2.2.2.2.3. Whole-brain Functional Connectivity Maps
Exploratory whole-brain connectivity analyses were conducted, in order to probe for additional patterns of disconnection in PPA that may lay outside of the a priori selected ROIs. Whole-brain connectivity maps employing the three language ROIs (IFG, MTG, and ATL) as “seeds” were created using the REST-plus toolkit. The hemodynamic time series from all voxels included in the ROI were averaged and correlated with the individual time series from all other voxels in the brain. The Pearson correlation coefficients were then normalized with Fischer’s z transformation, yielding a whole-brain functional connectivity map for each subject. The whole-brain connectivity maps from each PPA group (L/G/S) were then each compared to controls, resulting in two-sample t maps. These t maps were thresholded using a false discovery rate (FDR) of p <.05, revealing areas throughout the cortex that showed significant decreased connectivity with each ROI in PPA (as compared to healthy controls).
Of note, no part of the study procedures and analyses was pre-registered prior to the research being conducted.
3. RESULTS
3.1. Cortical volume comparisons between PPA and control groups
Cortical volume within each node is depicted in Figure 1. One-way ANOVAs showed a significant effect of group on cortical volume in all three left-hemispheric language ROIs (IFG: F= 28.89, p<0.0001; MTG: F= 80.39, p<0.0001; ATL: Fdf=3 = 85.88, p<0.0001). Follow up post-hoc analyses with Bonferroni correction showed that cortical volume was significantly decreased in all PPA groups compared to controls, in all 3 ROIs (p < 0.0001 for all ROIs, except for IFG in PPA-S (p = 0.001), and ATL in PPA-G (p = 0.001). Post-hoc analyses comparing cortical volume between PPA groups showed that PPA-G had the least amount of atrophy in temporal nodes (ATL and MTG), and PPA-S had the least amount of atrophy in IFG (p<0.05, Bonferoni corrected; eFigure 2). In PPA-L cortical thinning in MTG was comparable to PPA-S and both had more atrophy compared to PPA-G (p=0.02 and p= 0.01).
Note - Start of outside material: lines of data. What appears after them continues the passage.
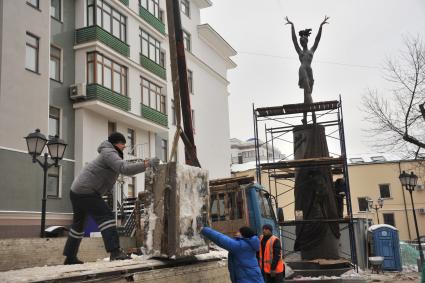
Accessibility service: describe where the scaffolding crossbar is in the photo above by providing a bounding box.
[256,100,339,117]
[260,157,344,170]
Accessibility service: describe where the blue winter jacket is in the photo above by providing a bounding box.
[201,227,264,283]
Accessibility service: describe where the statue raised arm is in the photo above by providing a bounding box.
[285,17,301,54]
[285,16,329,108]
[311,16,329,53]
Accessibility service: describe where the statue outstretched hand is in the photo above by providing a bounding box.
[285,17,294,25]
[320,16,329,26]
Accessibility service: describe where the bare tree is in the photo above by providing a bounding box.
[362,36,425,157]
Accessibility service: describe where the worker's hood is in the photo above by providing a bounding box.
[97,141,117,153]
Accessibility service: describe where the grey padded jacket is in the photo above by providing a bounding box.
[71,141,145,196]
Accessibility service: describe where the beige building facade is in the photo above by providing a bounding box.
[233,160,425,240]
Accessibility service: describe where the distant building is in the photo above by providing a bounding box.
[232,155,425,240]
[230,138,285,164]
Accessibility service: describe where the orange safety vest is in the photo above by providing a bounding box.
[260,235,285,273]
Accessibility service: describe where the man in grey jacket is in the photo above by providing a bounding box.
[63,132,159,264]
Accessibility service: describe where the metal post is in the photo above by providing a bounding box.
[375,205,381,224]
[40,152,49,238]
[409,188,424,266]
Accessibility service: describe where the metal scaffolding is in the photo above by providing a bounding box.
[253,97,357,266]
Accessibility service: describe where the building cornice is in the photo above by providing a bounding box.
[186,51,230,87]
[198,24,238,69]
[192,0,212,9]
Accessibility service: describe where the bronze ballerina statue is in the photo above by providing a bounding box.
[285,16,329,124]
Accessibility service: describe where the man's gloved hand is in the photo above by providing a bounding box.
[143,157,160,168]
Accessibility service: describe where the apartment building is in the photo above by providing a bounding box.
[0,0,236,237]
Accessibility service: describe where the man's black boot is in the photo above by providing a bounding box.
[109,249,131,261]
[63,257,84,265]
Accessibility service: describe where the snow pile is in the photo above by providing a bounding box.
[145,204,160,255]
[400,241,419,271]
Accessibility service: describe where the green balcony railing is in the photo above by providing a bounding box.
[139,6,165,34]
[87,84,131,111]
[142,104,168,127]
[140,54,166,80]
[75,26,130,57]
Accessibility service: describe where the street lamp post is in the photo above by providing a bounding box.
[25,129,67,238]
[367,198,384,224]
[398,171,424,266]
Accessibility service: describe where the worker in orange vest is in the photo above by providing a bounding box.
[258,224,285,283]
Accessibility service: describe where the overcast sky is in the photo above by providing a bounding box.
[201,0,425,159]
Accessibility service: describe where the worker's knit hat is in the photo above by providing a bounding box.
[108,132,127,144]
[263,224,273,232]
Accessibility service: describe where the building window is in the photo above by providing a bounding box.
[25,32,39,73]
[87,0,127,42]
[142,78,166,114]
[87,52,127,95]
[181,0,190,18]
[379,184,391,198]
[49,106,60,138]
[127,177,136,198]
[27,0,40,9]
[183,31,192,51]
[50,45,61,82]
[127,129,135,155]
[139,0,160,19]
[187,70,193,94]
[108,121,117,136]
[159,51,165,68]
[382,213,395,227]
[140,29,161,65]
[357,197,369,211]
[46,165,62,198]
[50,0,62,21]
[171,99,177,125]
[161,140,168,162]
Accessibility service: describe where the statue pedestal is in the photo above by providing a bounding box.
[293,124,340,260]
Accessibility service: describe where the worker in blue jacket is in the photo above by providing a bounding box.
[201,227,264,283]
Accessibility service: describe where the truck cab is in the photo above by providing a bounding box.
[210,177,280,237]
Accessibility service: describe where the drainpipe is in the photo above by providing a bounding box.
[398,161,412,241]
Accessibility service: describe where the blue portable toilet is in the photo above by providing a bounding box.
[368,224,402,271]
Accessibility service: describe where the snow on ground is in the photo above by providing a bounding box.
[292,267,421,283]
[0,250,227,283]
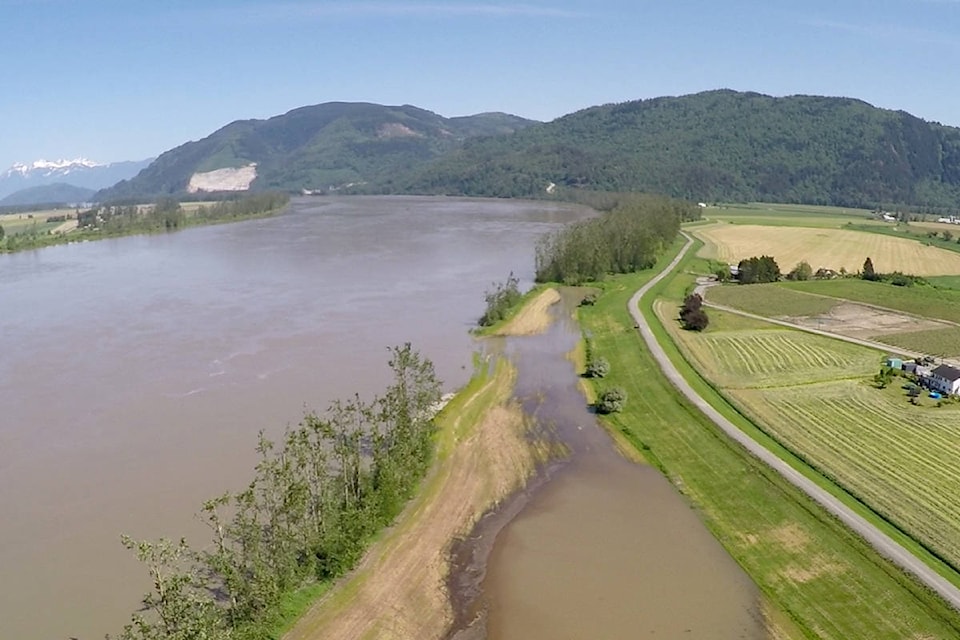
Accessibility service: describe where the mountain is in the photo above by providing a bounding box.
[90,89,960,212]
[402,90,960,208]
[0,182,96,207]
[96,102,534,201]
[0,158,152,198]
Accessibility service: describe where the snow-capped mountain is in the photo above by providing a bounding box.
[0,158,153,198]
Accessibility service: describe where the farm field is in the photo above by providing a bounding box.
[579,262,960,640]
[702,202,876,229]
[706,284,840,318]
[691,223,960,276]
[876,327,960,358]
[673,310,960,567]
[784,280,960,323]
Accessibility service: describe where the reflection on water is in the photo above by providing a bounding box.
[0,198,584,640]
[454,292,765,640]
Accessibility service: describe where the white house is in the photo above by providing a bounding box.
[927,364,960,395]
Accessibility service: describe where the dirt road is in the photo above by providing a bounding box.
[629,234,960,610]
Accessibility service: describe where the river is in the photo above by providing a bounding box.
[451,289,767,640]
[0,198,586,640]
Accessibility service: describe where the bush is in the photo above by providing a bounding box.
[584,358,610,378]
[680,293,710,331]
[478,271,523,327]
[596,387,627,414]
3.2. Comparison of functional connectivity of the language ROIs in PPA and control groups
Z(r) scores for each PPA subtype is depicted in Table 2. One-way ANOVAs revealed significant group differences in the amplitude of each connection between left-hemispheric language ROIs (IFG-MTG: F=6.02, p= 0.001; MTG-ATL: F= 4.65, p= 0.004; IFG-ATL: Fdf=3=3.45, p= 0.019). Follow up t-tests with False Discovery Rate (FDR) correction showed decreased IFG-MTG connectivity in all 3 PPA groups compared to the control group (Table 2 and Figure 2). The PPA-S group showed significant decline in IFG-ATL and MTG-ATL connectivity compared to the control group. MTG-ATL connectivity in the PPA-S group was also significantly lower than the other PPA groups. Neither subgroup showed reduced connectivity in any of the homologous right-hemispheric connections compared to the control group or within PPA groups (all p>.05).
Table 2 –
PPA Subtype | Node Pairs | Left Hemisphere | Right Hemisphere |
---|---|---|---|
PPA-G | IFG-MTG | 0.23 ± .23* | 0.16 ± .20 |
IFG-ATL | 0.14 ± .18 | 0.06 ± .16 | |
MTG-ATL | 0.19 ± .22 | 0.14 ± .16 | |
PPA-L | IFG-MTG | 0.22 ± .20* | 0.23 ± .19 |
IFG-ATL | 0.13 ± .22 | 0.03 ± .17 | |
MTG-ATL | 0.22 ± .16 | 0.18 ± .18 | |
PPA-S | IFG-MTG | 0.21 ± .20* | 0.18 ± .21 |
IFG-ATL | 0.01 ± .16* | −0.01 ± .14 | |
MTG-ATL | 0.04 ± .15* | 0.12 ± .15 |
significantly decreased versus controls after FDR correction for multiple comparisons (p < 0.05). p values (top to bottom): p = 0.001, 0.002, 0.002, 0.001, <0.0005. ANCOVA analyses showed that the IFG-MTG connection in PPA-G continued to be significantly decreased when cortical volume was included as a covariate (p=0.036). In PPA-L patients there was only a trend towards significance (p=0.082).
ANCOVA analyses showed that IFG-MTG was significantly reduced in PPA-G when cortical volume was included as a co-variate. Reduced IFG-MTG connectivity in PPA-S was not significant after factoring out the effect of atrophy, and trended towards significance in PPA-L. Reduced MTG-ATL and IFG-ATL connectivity in PPA-S did not survive atrophy correction.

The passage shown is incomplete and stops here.